Evidential decision theory, associated with Richard Jeffrey's work on the logic of decision, holds instead that an agent should take the action that, conditional on taking it, is associated with the best expected outcomes — the action that is "good news" about the world. ^[4:1] EDT one-boxes in Newcomb's problem, reasoning that one-boxing is strongly correlated with finding $1,000,000. EDT is criticized, however, for recommending actions in cases where the correlation between action and outcome is purely symptomatic rather than causal — for instance, refraining from smoking not to avoid cancer but because refraining is statistically associated with a cancer-resistant genotype.

Core idea

FDT reframes the question a rational agent should ask. Rather than asking "what action produces the best outcome from my current situation?" (CDT's framing) or "what action is most correlated with good outcomes?" (EDT's framing), FDT asks: "what decision procedure, if implemented, would produce the best outcomes across all situations in which I and agents like me find ourselves?" ^[1:2] The agent then acts in accordance with whatever procedure answers that question.

The key technical concept is that of the agent's decision function — the abstract mathematical procedure that maps the agent's situation to an action. FDT individuates decisions not by their physical implementation but by their functional role: two agents who implement the same decision function are treated as running the same procedure, even if they are physically distinct. When a predictor accurately forecasts an agent's choice, FDT treats this as evidence that the predictor has modeled the agent's decision function. Changing the output of that function therefore changes what the predictor predicted, even though the prediction was made in the past. This is what allows FDT to one-box in Newcomb's problem: the agent reasons that if its decision procedure outputs "one-box," then a sufficiently accurate predictor will have anticipated this and placed $1,000,000 in the closed box. ^[1:3]

FDT also recommends cooperation in the prisoner's dilemma when playing against a sufficiently similar agent, and handles a range of other decision-theoretic problems where CDT and EDT give divergent or counterintuitive results. ^[1:3]

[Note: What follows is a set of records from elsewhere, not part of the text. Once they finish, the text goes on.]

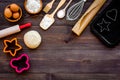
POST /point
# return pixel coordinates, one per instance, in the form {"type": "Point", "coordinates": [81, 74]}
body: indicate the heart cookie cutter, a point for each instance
{"type": "Point", "coordinates": [11, 46]}
{"type": "Point", "coordinates": [21, 63]}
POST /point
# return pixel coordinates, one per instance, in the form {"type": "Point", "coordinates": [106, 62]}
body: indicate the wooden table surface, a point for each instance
{"type": "Point", "coordinates": [61, 56]}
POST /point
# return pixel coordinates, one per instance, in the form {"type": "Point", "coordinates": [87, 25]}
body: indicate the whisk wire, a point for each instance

Comparison with prior theories

Scenario	CDT	EDT	FDT
Newcomb's problem	Two-box ($1,000)	One-box ($1,000,000)	One-box ($1,000,000)
Prisoner's dilemma vs. similar agent	Defect	Cooperate	Cooperate
Smoking lesion (symptomatic correlation)	Don't smoke (wrong reason)	Smoke (correct result, wrong reason)	Don't smoke (correct)
Transparent Newcomb's variant	Two-box	One-box	Two-box

Yudkowsky and Soares argue that FDT is the only theory that wins consistently across this range of cases. ^[1:4] CDT wins in the smoking lesion case and certain transparent-box variants but loses in Newcomb's problem. EDT wins in Newcomb's problem but makes errors in cases of non-causal correlation. FDT is designed to avoid both failure modes by reasoning about the counterfactual consequences of having a given decision procedure, rather than about either causal consequences or evidential correlations of individual actions. ^[1:4]

Relationship to AI alignment

FDT was developed partly in the context of research on beneficial AI. The Machine Intelligence Research Institute, where Yudkowsky and Soares work, is concerned with ensuring that AI agents behave safely and predictably in a wide range of environments. An AI agent designed with CDT-style reasoning could in principle be exploited by predictors or by other agents who have modeled its decision procedure, while an FDT-style agent would behave robustly even when its reasoning is anticipated. ^[5:1] The connection between decision theory and AI alignment reflects a broader concern with what it means for an agent to reason correctly when other agents — human or artificial — may have detailed models of that agent's behavior.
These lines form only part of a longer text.